Storage Flashcards
EBS
- Network drive you attach to ONE instance only.
- Linked to specific AZ, the only way to move is do snapshot and restore
- Volumes can be resized
- Best performance when EBS and instance type are well matched
EBS Volume Types
- gp2: General (cheap)
- 3 IOPS/GB, min 100 IOPS, burst to 3000 IOPS, max 16000 IOPS
- 1GB - 16TB. +1 TB = + 3000 IOPS
- IO1. Provision IOPS (expensive)
– Min 100 IOPS, Max 64000 IOPS (Nitro) or 32000 (Other)

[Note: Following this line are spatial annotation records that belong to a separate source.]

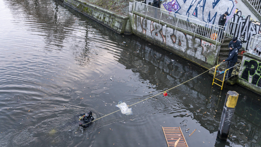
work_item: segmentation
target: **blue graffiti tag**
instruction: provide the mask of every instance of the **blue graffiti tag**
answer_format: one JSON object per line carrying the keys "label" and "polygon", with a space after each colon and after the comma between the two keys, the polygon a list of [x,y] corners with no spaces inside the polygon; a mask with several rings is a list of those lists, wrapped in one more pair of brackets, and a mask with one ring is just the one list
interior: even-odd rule
{"label": "blue graffiti tag", "polygon": [[179,3],[176,0],[168,3],[165,2],[163,5],[166,10],[175,13],[180,8]]}

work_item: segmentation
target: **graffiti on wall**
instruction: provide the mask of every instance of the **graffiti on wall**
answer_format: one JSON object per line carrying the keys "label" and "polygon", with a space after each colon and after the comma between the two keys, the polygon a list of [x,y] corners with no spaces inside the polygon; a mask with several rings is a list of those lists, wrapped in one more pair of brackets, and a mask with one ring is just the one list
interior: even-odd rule
{"label": "graffiti on wall", "polygon": [[261,87],[261,62],[253,59],[245,60],[244,66],[245,67],[240,78]]}
{"label": "graffiti on wall", "polygon": [[176,0],[172,0],[171,1],[167,1],[163,3],[162,5],[166,10],[174,13],[179,10],[180,8],[179,3]]}
{"label": "graffiti on wall", "polygon": [[161,4],[161,7],[163,9],[189,18],[208,23],[217,24],[222,13],[227,11],[231,14],[235,9],[234,5],[232,0],[213,1],[167,0]]}
{"label": "graffiti on wall", "polygon": [[133,18],[136,22],[133,28],[141,33],[143,36],[152,38],[153,41],[159,42],[177,49],[186,54],[204,62],[207,62],[207,57],[217,51],[213,44],[159,24],[158,22],[137,15]]}
{"label": "graffiti on wall", "polygon": [[250,18],[250,15],[246,17],[242,16],[240,11],[238,11],[236,13],[234,14],[232,20],[238,23],[237,25],[233,25],[231,23],[230,26],[227,27],[230,29],[236,27],[234,30],[235,32],[231,33],[234,33],[234,37],[240,39],[242,43],[247,43],[251,37],[261,33],[260,22],[252,20]]}

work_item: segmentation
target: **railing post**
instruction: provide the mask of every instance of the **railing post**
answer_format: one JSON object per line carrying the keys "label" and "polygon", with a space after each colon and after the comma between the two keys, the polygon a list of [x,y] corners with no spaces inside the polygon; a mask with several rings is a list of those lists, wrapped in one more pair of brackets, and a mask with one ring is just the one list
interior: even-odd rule
{"label": "railing post", "polygon": [[227,93],[217,132],[217,136],[221,139],[226,139],[227,138],[239,95],[234,91],[229,91]]}
{"label": "railing post", "polygon": [[198,29],[198,25],[197,23],[197,26],[196,27],[196,28],[195,30],[194,30],[194,36],[193,36],[193,38],[195,38],[195,34],[196,33],[196,31],[197,31],[197,30]]}
{"label": "railing post", "polygon": [[[159,9],[159,10],[160,11],[160,13],[159,14],[159,23],[161,22],[161,14],[162,14],[161,12],[162,12],[162,11],[161,10],[161,9]],[[159,27],[158,27],[158,28]]]}

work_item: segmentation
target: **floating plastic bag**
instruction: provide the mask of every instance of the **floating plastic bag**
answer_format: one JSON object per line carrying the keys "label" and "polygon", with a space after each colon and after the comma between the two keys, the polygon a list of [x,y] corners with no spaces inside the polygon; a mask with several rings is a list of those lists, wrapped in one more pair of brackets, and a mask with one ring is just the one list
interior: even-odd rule
{"label": "floating plastic bag", "polygon": [[129,109],[125,102],[122,102],[121,101],[119,100],[119,101],[118,104],[116,105],[116,107],[121,109],[121,111],[122,113],[126,115],[132,115],[132,111],[131,108]]}

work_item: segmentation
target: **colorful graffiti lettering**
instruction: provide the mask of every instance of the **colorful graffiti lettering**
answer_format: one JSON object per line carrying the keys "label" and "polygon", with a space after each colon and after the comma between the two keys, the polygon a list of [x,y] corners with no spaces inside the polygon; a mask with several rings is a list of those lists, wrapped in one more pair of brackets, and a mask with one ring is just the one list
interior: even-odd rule
{"label": "colorful graffiti lettering", "polygon": [[207,42],[138,15],[133,17],[136,22],[133,26],[134,30],[146,37],[178,49],[196,58],[208,62],[208,57],[217,51],[215,46]]}
{"label": "colorful graffiti lettering", "polygon": [[173,0],[169,2],[166,2],[162,4],[165,9],[167,11],[175,12],[180,8],[179,3],[176,0]]}
{"label": "colorful graffiti lettering", "polygon": [[[241,14],[240,11],[238,11],[236,14],[234,14],[232,21],[238,23],[234,30],[235,32],[232,33],[234,33],[235,37],[240,39],[242,43],[248,43],[250,37],[260,33],[260,23],[253,21],[250,15],[245,18],[241,16]],[[235,27],[233,25],[232,23],[230,26],[228,27],[230,28]]]}
{"label": "colorful graffiti lettering", "polygon": [[245,68],[240,78],[261,87],[261,62],[253,59],[249,61],[245,60],[244,66]]}
{"label": "colorful graffiti lettering", "polygon": [[167,0],[161,5],[161,7],[167,11],[211,24],[217,24],[220,16],[223,14],[220,13],[221,9],[223,10],[223,13],[227,11],[231,14],[235,9],[233,0],[183,0],[184,4],[180,5],[178,1]]}

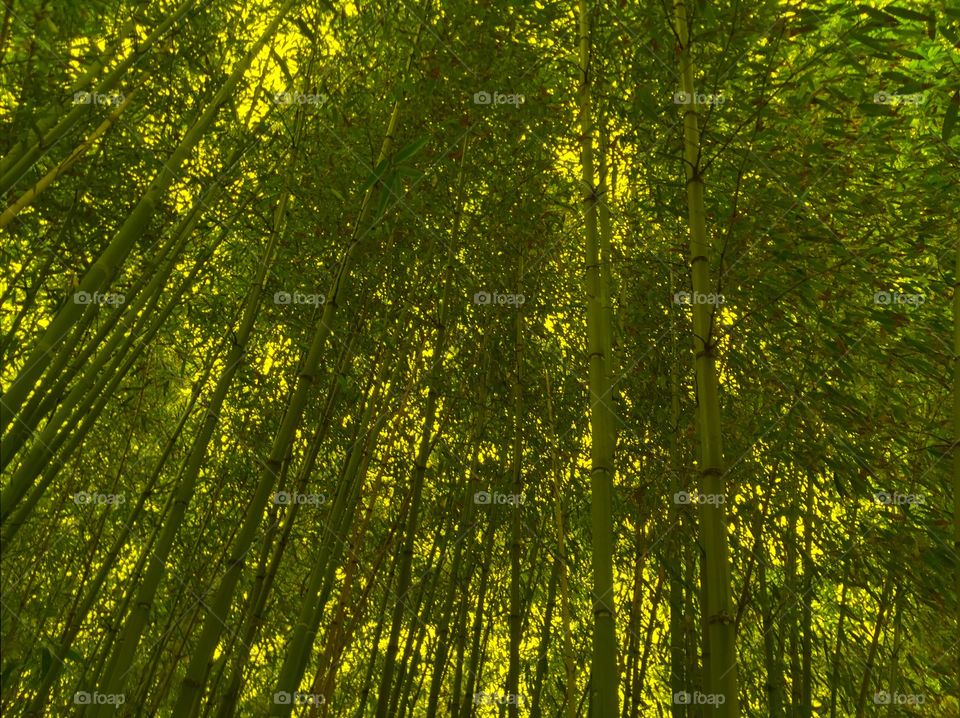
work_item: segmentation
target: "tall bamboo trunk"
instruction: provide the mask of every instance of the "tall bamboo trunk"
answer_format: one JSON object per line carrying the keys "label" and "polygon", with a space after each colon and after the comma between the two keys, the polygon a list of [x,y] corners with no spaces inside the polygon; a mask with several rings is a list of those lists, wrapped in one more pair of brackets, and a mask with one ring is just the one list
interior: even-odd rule
{"label": "tall bamboo trunk", "polygon": [[[683,0],[674,2],[673,11],[679,42],[677,50],[680,55],[681,90],[687,93],[688,97],[693,97],[694,68]],[[711,285],[697,105],[690,102],[683,105],[683,108],[684,167],[687,178],[693,291],[695,294],[707,295],[711,291]],[[708,304],[694,302],[692,311],[701,450],[700,492],[707,496],[726,496],[714,310]],[[740,714],[740,704],[725,505],[719,500],[700,504],[700,529],[704,547],[702,580],[706,584],[703,614],[710,650],[706,684],[709,693],[723,695],[723,703],[716,710],[718,718],[736,718]]]}
{"label": "tall bamboo trunk", "polygon": [[583,215],[586,226],[587,353],[590,361],[591,533],[593,540],[593,718],[618,718],[619,677],[613,584],[614,425],[610,410],[610,345],[604,313],[603,275],[597,232],[597,187],[593,179],[593,117],[591,11],[579,0],[580,46],[580,164]]}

– 4GB - 16TB, Size of volume and IOPS are independent
For databases - ST1. Throughput optimized HDD
– 500GB - 16TB, 500 MB/s throughput
For data analtics - SC1 Cold HDD
- 250GB - 16TB, 250MB/s throughput
EBS RAID COnfigurations
- RAID 0, distributed - faster but in case of failure half is lost
- RAID 1, replicated - same speed, in case of failure no data loss
EBS Snapshots
- Incremental
- Use IO so don’t run while application is using a lot of traffic
- Stored in S2 (Not visible)
- Not necessary to detach volume to snapshot, but recommended
- Can copy across region for DR
- Can create AMI from snapshot
- EBS volumes restored by snapshots need to be pre- warmed (fio or dd command to read entire volume)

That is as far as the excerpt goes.